President Filipe Nyusi on 9 November inaugurated the Magula pumping station in the Lower Limpopo irrigation scheme, in Chonguene district, in the southern province of Gaza.
This is a facility that can irrigate a total area of 1,050 hectares, with the capacity to pump 2.49 cubic metres of water a second. The pumping station cost US$10.1 million, financed by a loan from the African Development Bank (ADB).
The system will allow the production of 5,000 tonnes of rice and 20,000 tonnes of vegetables per agricultural campaign, in addition to maize and other crops.
President Nyusi declared that the pumping station will boost the potential of the region.
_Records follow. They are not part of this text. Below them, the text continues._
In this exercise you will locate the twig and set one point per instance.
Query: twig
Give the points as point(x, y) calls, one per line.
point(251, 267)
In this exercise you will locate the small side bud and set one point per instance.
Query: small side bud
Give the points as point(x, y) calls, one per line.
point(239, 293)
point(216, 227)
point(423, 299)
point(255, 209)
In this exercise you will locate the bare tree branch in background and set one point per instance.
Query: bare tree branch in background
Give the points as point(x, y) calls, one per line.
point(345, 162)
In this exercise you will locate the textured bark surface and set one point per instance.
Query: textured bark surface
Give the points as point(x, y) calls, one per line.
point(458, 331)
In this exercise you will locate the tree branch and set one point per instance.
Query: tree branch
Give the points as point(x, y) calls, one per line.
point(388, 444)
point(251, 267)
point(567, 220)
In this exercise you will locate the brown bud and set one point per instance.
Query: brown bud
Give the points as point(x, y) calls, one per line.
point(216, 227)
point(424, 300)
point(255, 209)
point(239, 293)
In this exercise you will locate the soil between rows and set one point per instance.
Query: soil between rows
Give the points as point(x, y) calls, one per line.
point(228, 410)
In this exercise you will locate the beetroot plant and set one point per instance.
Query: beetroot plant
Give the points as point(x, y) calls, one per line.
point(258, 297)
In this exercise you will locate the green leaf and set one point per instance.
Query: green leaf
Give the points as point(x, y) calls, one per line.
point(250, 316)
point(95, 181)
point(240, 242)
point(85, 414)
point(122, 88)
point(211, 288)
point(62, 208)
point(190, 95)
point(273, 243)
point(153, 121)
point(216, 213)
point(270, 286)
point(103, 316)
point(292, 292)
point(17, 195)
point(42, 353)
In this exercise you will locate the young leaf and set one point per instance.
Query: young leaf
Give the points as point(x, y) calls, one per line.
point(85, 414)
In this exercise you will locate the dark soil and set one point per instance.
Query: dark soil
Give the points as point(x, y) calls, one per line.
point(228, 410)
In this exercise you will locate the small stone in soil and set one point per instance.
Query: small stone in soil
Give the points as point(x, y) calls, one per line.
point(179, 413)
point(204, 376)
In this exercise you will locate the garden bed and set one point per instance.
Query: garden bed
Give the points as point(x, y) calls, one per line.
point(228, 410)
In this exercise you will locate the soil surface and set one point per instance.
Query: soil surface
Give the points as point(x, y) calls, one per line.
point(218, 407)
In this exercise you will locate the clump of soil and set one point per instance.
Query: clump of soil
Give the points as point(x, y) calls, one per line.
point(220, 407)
It will allow increases in production and productivity, in order to guarantee food security and generate income for farming households. “This is an initiative which seeks to implement the government’s dream of transforming subsistence peasant farmers into agro-business producers”, he said.
Trans-African Concessions (TRAC), the South African company that manages the motorway between Maputo and South Africa, on 17 November announced it is increasing tolls on the two tollgates in Mozambique on 1 December.
This is the second increase in tolls this year – the first was in July. The December toll increase is only for light vehicles: heavy trucks, which do most of the damage to the surface of the road, will not pay anything extra.
All the increases are much higher than Mozambique’s current inflation rate. According to the latest figures from the National Statistics Institute (INE), inflation from January to the end of October was 3.75 per cent. Annual inflation (1 October 2016 to 30 September 2017) was 8.35 per cent.